Pamela Anderson says she was ready to marry hacker Julian Assange to get him out of jail, as she speaks for the first time about their “frisky” relationship.
The former Baywatch star, who is currently promoting her memoir Love, Pamela, has been a close friend and vocal supporter of Assange since the pair were introduced by late fashion designer Vivienne Westwood.
In a new Variety cover story, Anderson spoke about the unlikely “romantic” relationship she had with the now-married WikiLeaks founder, whom she visited on numerous occasions at London’s Ecuadorean embassy, while he was on the run from espionage charges in the US.
Assange has been held at Belmarsh prison in London since April 2019, after police dragged him from the embassy, where he had spent seven years inside to avoid arrest.
The US government has accused him of conspiring with former US military intelligence analyst Chelsea Manning to leak classified material in 2010.
Anderson says that his arrest is an “interesting hypocrisy.”
“It’s just heartbreaking because he’s in a supermax prison in solitary confinement while he’s awaiting trial, and all of these other people are breaking the law all over the place and no one’s in jail,” she says.
The nature of Anderson’s relationship with Assange is unclear. She previously told Harvey Levin during an interview on Objectified that she and Assange share “a romantic kind of connection”.

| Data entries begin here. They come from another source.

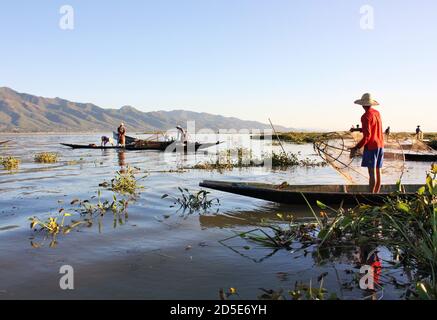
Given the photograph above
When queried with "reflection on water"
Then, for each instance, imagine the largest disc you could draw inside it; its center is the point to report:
(118, 258)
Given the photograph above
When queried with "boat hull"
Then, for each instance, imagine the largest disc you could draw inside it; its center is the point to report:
(327, 194)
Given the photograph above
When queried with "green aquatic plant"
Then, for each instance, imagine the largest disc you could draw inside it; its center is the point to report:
(405, 226)
(281, 236)
(125, 182)
(10, 163)
(285, 160)
(46, 157)
(196, 201)
(244, 159)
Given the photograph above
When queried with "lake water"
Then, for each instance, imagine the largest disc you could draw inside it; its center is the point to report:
(158, 253)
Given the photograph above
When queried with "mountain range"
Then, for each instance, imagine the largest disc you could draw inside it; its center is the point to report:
(22, 112)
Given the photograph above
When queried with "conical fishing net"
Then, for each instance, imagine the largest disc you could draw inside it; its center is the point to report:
(334, 148)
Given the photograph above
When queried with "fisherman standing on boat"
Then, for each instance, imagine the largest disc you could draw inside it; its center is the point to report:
(182, 134)
(419, 133)
(372, 141)
(121, 134)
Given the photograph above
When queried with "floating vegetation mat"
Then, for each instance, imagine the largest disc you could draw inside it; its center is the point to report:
(46, 157)
(10, 163)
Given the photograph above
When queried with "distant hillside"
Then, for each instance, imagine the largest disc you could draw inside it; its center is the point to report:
(21, 112)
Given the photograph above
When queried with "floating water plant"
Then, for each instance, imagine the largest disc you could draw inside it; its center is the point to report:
(9, 163)
(196, 201)
(406, 227)
(244, 159)
(46, 157)
(125, 182)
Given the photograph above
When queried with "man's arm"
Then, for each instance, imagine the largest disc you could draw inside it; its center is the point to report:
(366, 133)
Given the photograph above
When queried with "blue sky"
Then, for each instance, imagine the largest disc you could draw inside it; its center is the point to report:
(301, 63)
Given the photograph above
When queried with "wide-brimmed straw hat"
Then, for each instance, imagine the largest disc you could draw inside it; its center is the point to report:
(367, 101)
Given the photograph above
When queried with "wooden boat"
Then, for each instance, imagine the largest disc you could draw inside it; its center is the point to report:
(128, 139)
(4, 142)
(296, 194)
(423, 157)
(170, 146)
(89, 146)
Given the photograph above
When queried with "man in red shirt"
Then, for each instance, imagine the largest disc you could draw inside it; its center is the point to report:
(373, 141)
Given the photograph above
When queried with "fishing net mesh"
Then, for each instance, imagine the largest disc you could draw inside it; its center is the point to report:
(335, 147)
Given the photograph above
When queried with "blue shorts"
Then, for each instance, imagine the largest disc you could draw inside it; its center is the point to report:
(373, 158)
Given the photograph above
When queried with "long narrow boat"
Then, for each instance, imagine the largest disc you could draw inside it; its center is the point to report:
(422, 157)
(4, 142)
(170, 146)
(296, 194)
(89, 146)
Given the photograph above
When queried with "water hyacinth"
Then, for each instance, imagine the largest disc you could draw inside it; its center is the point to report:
(10, 163)
(46, 157)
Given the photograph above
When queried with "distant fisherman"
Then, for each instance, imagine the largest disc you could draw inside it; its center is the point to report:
(373, 141)
(121, 134)
(182, 134)
(419, 133)
(105, 140)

Recalling a “frisky” mescal-fuelled night with him at the embassy, she says that their relationship was “romantic because it was so inspirational”.
“He’s so passionate about life and about everything. There’s just nothing that he says that isn’t fascinating,” she says.
“So there was definitely a connection. We would just talk through the night and drink mescal and laugh and tell stories.”
In 2019, Anderson wrote an impassioned plea for Scott Morrison to personally intervene to secure the release on Assange.
“You cannot let him be extradited,” the open letter read. “You must protect him and have his back. It’s a death trap. It will go down in the history books as the weakest decision ever made by Australia.”
Morrison wrote back to Anderson explaining that the Australian government would respect Britain’s judicial process.